- Vincent! – słychać było z głębi ciemnego i lekko siwego pokoju, od dymu papierosów. Podszedł do chłopaka jego kumpel, krzyknął jeszcze raz: „Vincent!” uderzając go w twarz otwartą pięścią. Ocknął się.
Byłoby wszystko w porządku, gdyby nie zanik pamięci i wymazane z pamięci ostatnie 8 godzin z życia… Znów to samo, miałem sprzedawać, a nie brać własny towar. Patrzyłem w głąb pokoju, spojrzałem na chłopaków, rzuciłem znów okiem w drugim kierunku pomieszczenia, gdzie grał bezdusznie telewizor, kiedy zorientowałem się, że siedzę na podłodze, oparty o ścianę z mega bólem głowy!

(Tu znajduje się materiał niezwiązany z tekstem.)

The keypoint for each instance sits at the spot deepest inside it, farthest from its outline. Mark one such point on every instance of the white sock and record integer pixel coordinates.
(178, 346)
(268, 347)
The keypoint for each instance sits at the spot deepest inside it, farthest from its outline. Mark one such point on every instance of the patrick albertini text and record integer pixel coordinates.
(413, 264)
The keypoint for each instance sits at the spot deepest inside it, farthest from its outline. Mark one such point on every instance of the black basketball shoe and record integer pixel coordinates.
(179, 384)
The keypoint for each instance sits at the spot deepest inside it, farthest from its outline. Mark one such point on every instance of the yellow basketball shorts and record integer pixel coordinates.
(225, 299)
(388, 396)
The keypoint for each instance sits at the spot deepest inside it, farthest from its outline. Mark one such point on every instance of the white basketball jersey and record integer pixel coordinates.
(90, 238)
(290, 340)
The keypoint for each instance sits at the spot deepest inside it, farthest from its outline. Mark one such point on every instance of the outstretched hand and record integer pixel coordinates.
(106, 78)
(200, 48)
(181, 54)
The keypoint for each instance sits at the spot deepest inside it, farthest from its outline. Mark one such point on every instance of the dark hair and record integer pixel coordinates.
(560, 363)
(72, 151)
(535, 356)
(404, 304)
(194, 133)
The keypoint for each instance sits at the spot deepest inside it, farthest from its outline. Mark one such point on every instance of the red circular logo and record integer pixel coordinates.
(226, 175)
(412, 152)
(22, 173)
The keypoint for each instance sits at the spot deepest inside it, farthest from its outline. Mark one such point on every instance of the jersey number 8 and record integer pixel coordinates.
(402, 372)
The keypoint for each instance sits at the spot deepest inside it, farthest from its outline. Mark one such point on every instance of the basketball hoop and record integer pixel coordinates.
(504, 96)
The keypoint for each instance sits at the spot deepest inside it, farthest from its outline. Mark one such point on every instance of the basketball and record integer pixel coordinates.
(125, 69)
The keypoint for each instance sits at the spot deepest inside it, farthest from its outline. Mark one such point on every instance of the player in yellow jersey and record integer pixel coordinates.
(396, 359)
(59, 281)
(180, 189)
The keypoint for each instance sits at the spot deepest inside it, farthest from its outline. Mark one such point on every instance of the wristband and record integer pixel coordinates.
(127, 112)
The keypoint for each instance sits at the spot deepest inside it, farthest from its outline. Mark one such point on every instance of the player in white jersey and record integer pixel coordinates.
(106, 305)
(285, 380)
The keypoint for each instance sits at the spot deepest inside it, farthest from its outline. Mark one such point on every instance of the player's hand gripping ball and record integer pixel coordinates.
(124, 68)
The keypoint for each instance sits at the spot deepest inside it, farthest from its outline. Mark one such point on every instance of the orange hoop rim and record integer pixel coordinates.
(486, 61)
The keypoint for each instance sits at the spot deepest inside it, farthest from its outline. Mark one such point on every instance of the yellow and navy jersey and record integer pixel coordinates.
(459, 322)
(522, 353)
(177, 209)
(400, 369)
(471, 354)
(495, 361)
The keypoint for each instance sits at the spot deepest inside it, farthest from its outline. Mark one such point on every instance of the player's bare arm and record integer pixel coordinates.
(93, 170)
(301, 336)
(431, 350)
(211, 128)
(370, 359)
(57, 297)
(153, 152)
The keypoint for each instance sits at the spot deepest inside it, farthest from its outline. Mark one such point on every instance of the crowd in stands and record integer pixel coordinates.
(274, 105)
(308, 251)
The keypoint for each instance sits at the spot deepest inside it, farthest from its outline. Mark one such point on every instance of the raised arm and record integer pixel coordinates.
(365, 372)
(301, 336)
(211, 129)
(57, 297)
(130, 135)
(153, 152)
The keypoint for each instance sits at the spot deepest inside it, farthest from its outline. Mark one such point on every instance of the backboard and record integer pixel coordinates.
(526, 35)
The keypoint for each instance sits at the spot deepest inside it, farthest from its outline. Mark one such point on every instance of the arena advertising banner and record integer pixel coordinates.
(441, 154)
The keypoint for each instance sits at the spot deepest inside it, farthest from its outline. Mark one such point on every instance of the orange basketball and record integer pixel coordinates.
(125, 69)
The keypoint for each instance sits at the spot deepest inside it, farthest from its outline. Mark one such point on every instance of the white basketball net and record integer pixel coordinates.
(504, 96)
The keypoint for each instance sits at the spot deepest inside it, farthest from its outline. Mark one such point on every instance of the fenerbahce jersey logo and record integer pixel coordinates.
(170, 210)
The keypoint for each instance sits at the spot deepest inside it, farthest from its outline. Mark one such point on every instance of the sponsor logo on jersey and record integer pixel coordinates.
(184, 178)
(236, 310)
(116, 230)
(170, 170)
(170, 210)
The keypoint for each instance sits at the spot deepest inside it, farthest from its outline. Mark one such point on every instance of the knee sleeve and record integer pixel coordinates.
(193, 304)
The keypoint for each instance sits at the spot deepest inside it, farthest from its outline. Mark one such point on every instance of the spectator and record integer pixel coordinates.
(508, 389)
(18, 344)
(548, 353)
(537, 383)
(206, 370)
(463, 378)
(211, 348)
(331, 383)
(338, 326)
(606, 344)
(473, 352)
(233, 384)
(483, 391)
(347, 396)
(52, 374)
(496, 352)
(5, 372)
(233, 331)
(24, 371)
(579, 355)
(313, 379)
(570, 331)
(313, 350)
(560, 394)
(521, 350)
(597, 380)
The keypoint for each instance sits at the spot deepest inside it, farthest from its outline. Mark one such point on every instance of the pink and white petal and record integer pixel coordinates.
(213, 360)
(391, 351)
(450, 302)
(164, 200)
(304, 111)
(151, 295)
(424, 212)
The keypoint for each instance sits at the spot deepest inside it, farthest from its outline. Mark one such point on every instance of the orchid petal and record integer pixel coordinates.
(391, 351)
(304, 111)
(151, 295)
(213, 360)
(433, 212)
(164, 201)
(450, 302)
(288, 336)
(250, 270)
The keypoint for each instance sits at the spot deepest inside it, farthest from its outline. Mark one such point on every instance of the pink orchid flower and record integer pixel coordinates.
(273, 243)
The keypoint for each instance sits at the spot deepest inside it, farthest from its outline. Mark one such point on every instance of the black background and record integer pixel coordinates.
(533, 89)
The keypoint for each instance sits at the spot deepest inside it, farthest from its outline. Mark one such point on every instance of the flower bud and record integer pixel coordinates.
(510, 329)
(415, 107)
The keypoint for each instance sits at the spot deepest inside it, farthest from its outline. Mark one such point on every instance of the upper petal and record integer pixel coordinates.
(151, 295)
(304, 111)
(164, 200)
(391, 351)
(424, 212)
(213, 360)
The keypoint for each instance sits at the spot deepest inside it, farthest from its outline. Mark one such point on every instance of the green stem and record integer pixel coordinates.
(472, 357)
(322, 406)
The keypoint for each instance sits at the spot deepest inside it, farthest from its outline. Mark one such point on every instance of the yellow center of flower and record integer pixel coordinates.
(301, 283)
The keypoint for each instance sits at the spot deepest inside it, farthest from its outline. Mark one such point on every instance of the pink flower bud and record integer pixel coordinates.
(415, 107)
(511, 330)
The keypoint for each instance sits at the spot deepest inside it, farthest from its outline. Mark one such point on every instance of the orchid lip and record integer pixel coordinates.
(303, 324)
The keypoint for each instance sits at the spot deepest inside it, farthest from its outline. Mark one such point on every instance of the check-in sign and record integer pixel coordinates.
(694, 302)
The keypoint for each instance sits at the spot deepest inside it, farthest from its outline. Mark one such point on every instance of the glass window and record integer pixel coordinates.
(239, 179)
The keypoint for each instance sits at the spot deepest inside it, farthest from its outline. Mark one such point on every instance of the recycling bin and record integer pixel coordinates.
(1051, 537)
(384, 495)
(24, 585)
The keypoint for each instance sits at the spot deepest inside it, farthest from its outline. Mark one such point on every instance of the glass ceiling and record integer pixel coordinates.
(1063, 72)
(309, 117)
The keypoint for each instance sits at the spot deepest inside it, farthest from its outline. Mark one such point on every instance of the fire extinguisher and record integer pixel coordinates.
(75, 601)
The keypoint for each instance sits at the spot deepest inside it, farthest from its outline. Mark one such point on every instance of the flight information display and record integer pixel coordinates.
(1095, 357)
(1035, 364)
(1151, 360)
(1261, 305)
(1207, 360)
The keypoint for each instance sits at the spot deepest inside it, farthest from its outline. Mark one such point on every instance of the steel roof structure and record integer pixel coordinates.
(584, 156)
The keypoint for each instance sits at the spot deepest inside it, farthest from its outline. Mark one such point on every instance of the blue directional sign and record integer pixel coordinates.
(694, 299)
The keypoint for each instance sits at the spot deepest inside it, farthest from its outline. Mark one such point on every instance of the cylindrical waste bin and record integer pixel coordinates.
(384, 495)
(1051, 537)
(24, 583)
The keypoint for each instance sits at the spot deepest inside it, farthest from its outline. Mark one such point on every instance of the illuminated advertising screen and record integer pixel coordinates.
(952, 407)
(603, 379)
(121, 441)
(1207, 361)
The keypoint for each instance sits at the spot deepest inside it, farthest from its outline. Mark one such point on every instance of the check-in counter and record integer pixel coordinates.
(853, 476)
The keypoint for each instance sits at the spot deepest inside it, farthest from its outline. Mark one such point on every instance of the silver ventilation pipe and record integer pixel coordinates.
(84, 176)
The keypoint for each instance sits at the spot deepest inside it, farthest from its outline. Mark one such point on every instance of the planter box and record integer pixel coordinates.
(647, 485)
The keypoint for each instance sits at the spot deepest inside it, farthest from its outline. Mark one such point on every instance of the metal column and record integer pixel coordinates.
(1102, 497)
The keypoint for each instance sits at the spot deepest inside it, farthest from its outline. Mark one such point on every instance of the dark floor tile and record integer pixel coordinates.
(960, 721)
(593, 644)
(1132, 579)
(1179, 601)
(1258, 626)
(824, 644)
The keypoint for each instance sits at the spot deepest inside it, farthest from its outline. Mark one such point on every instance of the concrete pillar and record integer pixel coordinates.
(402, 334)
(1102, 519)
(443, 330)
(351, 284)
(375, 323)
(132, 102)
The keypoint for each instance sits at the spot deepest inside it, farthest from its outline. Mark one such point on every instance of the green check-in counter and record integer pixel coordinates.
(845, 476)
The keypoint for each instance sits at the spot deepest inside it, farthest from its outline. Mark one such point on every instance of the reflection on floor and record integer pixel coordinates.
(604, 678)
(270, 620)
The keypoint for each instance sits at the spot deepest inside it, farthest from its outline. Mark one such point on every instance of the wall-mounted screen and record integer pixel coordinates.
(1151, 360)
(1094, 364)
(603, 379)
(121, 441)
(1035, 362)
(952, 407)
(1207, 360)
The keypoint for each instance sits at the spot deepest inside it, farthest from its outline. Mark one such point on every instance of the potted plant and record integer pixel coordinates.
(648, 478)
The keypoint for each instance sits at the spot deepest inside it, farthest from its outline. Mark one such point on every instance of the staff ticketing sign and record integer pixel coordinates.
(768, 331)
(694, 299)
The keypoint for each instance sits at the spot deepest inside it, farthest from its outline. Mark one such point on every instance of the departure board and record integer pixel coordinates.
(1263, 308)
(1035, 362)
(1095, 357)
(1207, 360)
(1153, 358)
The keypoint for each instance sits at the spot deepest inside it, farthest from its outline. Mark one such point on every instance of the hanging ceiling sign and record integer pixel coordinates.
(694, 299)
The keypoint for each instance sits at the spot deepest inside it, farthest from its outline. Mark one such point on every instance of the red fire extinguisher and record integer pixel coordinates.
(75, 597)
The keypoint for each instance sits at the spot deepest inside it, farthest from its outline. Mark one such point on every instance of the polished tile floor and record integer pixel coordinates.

Złapałem za butelkę, którą miałem na wyciągnięcie ręki, było to niedopite piwo. To jest to. Wstałem, chwiejnym krokiem udałem się do łazienki, spojrzałem w lustro i to co w nim zobaczyłem… to byłem ja, którego do tej pory nie poznałem. Obmyłem szybko twarz wodą, założyłem szybko swoją skórzaną kurtkę i niczym duch, niezauważony wyszedłem z mieszkania. Starałem się cokolwiek wykrzesać z ostatnich 8 godzin – bezskutecznie. Jak zwykle, po takim odlocie włożyłem ręce do kieszeni, sprawdzić co w nich mam. W lewej: stara przepalona lufka do zioła, jakieś tabletki i kapsel po piwie – nic nadzwyczajnego, jednak prawa kieszeń wydała się znacznie ciekawsza: klucze (które pierwszy raz widzę), jakby od jakiegoś schowka, a na samym dnie kieszeni pognieciona karteczką samoprzylepna. Rozwinąłem ją, zajrzałem do niej i było tam napisane: „San Fransisco - Central Few – skrytka numer 77”. Nie miałem pojęcia co to ma znaczyć – pojechałem tam.